Mesela, Filistin’in geçmişten beri siyasi ve ekonomik en büyük destekçisi olan dört büyük ülke (Suriye, Irak, Yemen ve Libya) çökmüş vaziyette. Mesela, en büyük tehdit olarak gördüğü İran, ABD’nin tehdidi altında. Mesela, Filistin’in bölünmüş yapısı çözülemiyor. Gazze’yi kontrol eden Hamas ve Batı Şeria’yı yöneten El Fetih’in yöneticileri Kahire’de onlarca toplantı yapmalarına rağmen uzlaşma anlaşmasını hâlâ hayata geçiremediler. Gazze’deki yönetimin El Fetih’e geçmesi, memur maaşlarının ödenmesi gibi detaylar üzerindeki pürüzler bir türlü giderilemedi” diyerek önemli bir noktanın altını çiziyor.

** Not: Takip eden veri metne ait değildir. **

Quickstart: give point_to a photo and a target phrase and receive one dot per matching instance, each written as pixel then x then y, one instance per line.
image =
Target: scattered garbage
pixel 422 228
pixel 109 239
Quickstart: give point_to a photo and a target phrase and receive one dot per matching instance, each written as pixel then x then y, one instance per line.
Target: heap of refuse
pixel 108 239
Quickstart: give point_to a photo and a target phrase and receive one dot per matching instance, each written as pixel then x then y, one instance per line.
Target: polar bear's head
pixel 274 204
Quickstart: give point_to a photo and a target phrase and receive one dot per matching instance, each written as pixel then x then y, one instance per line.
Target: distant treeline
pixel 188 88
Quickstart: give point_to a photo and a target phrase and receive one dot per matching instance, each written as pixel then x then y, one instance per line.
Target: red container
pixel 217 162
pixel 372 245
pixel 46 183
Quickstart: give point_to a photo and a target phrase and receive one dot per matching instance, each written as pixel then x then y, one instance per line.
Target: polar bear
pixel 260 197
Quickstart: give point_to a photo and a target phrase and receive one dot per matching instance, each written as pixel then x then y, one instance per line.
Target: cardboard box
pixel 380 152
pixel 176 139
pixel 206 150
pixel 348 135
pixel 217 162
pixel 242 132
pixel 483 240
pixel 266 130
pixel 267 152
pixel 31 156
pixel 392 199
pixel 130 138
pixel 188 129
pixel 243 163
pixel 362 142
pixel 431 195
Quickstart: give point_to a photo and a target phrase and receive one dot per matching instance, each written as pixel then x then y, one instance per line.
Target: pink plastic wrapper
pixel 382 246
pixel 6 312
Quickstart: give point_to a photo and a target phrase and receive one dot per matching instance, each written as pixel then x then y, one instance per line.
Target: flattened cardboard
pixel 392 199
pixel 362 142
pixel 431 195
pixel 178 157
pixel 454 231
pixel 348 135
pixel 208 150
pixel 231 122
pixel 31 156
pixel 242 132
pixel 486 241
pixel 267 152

İslam Dünyası birlik ve beraberlik içinde hareket etmediği için sürekli kan kaybediyor. İslam Dünyası ümmet olma bilincine varmalıdır. Aralardaki ihtilaflar bir yana bırakılmalı ve Siyonist devlete gerekli ders verilmelidir. Buradan yine yazıyorum. Biz barış yanlısı Yahudilere düşman değiliz. Biz devlet terörü uygulayanlara karşıyız. İsrail’in bu yayılmacı işgali devam ettiği sürece bölgeye barış gelmeyecektir. Öte yandan; bizler Müslümanlar olarak hem bir arada olmayı becermeli hem de sanayide, teknolojide önemli adımlar atmalıyız.